For any data center, operating large, complex GPU clusters is not for the faint of heart! There is a tremendous amount of complexity. Cooling, power, networking, and even such benign things like fan replacement cycles all must be managed effectively and governed well in accelerated computing data centers. Managing all of this requires an accelerated understanding of the petabytes of telemetry data from every layer of the compute stack.
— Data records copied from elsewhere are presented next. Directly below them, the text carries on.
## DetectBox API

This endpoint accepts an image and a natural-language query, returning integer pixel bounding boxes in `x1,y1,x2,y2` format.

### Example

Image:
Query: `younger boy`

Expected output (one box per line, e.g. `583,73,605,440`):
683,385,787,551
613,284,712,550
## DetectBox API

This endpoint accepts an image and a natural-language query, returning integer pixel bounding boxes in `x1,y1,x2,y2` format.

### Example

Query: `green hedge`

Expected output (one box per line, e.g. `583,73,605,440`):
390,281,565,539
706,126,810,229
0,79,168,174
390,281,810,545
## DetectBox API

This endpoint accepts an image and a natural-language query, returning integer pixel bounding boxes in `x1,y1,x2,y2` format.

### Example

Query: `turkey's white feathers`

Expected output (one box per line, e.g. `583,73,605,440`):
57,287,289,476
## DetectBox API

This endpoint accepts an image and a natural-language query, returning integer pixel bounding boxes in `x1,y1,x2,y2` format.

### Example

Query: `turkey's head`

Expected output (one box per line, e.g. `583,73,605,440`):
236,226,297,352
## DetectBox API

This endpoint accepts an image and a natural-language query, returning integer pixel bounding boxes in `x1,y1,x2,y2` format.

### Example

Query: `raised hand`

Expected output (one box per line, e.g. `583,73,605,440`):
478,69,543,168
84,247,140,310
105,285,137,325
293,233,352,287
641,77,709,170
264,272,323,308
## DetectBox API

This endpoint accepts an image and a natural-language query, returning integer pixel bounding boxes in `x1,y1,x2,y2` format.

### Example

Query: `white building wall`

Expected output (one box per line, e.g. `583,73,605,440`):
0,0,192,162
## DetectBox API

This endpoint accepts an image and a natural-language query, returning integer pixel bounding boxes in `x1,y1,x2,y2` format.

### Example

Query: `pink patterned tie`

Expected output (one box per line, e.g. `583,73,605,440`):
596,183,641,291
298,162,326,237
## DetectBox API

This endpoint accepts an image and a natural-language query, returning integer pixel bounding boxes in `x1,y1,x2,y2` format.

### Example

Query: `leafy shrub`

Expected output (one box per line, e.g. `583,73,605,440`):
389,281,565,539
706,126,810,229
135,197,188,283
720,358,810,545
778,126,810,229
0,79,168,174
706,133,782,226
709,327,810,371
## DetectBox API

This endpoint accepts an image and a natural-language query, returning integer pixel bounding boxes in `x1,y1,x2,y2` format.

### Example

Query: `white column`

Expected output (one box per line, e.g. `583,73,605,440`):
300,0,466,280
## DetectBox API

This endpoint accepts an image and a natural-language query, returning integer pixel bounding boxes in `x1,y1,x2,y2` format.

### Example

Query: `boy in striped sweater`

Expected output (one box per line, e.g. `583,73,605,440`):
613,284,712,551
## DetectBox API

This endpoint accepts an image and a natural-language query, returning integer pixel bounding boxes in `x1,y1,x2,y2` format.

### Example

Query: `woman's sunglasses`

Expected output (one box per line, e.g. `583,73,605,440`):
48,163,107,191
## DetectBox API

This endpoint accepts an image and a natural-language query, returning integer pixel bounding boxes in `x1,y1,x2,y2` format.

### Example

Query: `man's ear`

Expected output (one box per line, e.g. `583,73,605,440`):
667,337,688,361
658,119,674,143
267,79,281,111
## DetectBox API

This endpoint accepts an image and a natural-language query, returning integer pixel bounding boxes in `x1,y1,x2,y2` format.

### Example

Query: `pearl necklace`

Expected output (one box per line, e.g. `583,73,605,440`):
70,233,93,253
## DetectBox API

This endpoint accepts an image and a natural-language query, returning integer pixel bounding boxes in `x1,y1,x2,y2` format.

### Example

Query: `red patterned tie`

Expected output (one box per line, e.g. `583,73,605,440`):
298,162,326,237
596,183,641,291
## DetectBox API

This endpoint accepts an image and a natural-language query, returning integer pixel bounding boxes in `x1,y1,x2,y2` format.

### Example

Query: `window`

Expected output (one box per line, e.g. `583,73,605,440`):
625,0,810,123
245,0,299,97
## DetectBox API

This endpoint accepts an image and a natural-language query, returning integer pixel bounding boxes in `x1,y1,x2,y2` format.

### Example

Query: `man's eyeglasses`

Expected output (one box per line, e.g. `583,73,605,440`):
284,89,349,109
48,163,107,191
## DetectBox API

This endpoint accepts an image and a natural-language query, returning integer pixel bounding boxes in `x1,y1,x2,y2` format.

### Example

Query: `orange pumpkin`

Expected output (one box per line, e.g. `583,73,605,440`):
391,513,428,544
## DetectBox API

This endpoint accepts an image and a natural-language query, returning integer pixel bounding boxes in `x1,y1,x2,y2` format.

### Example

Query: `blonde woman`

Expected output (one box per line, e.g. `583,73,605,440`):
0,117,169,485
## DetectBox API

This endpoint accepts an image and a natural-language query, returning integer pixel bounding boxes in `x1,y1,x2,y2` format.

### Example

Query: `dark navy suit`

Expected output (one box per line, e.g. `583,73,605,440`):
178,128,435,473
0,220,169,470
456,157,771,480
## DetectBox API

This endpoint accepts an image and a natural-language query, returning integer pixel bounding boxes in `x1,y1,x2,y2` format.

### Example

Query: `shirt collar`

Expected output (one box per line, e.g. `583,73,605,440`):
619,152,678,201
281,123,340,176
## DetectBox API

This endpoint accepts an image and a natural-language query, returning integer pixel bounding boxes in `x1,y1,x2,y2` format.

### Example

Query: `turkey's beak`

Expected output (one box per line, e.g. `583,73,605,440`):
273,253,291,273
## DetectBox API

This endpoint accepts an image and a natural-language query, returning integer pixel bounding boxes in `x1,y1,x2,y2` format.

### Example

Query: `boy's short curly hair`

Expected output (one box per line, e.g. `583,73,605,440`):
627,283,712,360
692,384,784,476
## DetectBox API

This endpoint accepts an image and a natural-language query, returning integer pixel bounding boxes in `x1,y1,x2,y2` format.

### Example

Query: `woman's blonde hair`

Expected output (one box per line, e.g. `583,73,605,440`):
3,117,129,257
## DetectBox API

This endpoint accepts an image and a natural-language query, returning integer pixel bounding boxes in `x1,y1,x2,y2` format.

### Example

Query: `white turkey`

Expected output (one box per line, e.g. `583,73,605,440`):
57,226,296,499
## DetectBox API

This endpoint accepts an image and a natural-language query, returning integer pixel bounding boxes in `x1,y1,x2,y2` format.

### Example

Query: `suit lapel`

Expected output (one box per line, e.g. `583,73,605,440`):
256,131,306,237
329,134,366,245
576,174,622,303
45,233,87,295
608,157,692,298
Now imagine being able to chat with your data center directly to check on GPU cluster reliability. Consider a question such as, “Which of the top 5 most frequently replaced parts in our data center have the most supply chain risk?” Maybe you have a more complex task, such as, “Examine each GPU cluster and assign the most relevant technician to resolve the 5% of clusters most at risk for failure.”
To answer these types of questions and more, our team at NVIDIA embarked on a project that we dubbed LLo11yPop (LLM + Observability), to develop an observability AI agent framework that uses the OODA loop (observation, orientation, decision, action).
In this post, I provide an overview of how we built an observability agent framework for GPU fleet management, using a multi-LLM compound model in our architecture design. I also describe various agent roles, such as orchestration and task execution. Lastly, I share lessons learned for future experimentation with agentic observability frameworks.
An observability agent framework to chat with your GPU cluster
The NVIDIA DGX Cloud team governs a global GPU fleet that spans all major cloud service providers, as well as our own data centers. As the global buildout of accelerated data centers continues, we had to invent entirely new ways to observe the fleet in a manner that enables us to provide accelerated capabilities to the world in the most efficient, timely manner possible.
Monitoring accelerated data centers
With each successive iteration of GPUs, the amount of observability needed expands. Standard data center metrics like utilization, errors, and throughput are the baseline.
To really understand what’s happening in this next generation of data centers, you must consider everything possible about the physical environment around it:
- Temperature
- Humidity
- Power stability
- Latency
There are dozens of metrics critical to profiling accelerated AI workloads, as they enable you to address data center incidents more quickly. With the additional complexity of GPU clusters designed for training foundation models, it is essential to apply whatever technology we can to help meet the challenge.
To that end, our team’s first goal was to build a system that enables you to have a conversation with your GPU cluster. Inspired by NVIDIA NIM microservices, we’ve already established the ability for users to have conversations with a database. If you can do that, why not open up the conversation to the kind of high-dimensional data you get from observability systems, enabling data center operators to have this capability?
At NVIDIA, we have many observability systems across our fleet that we can access using Elasticsearch. So, we decided to use NIM microservices that enable us to converse with Elasticsearch in human language. That way, the agent system could answer questions such as, “Which clusters across the fleet have had the most issues with fan failures?” and get accurate, actionable results.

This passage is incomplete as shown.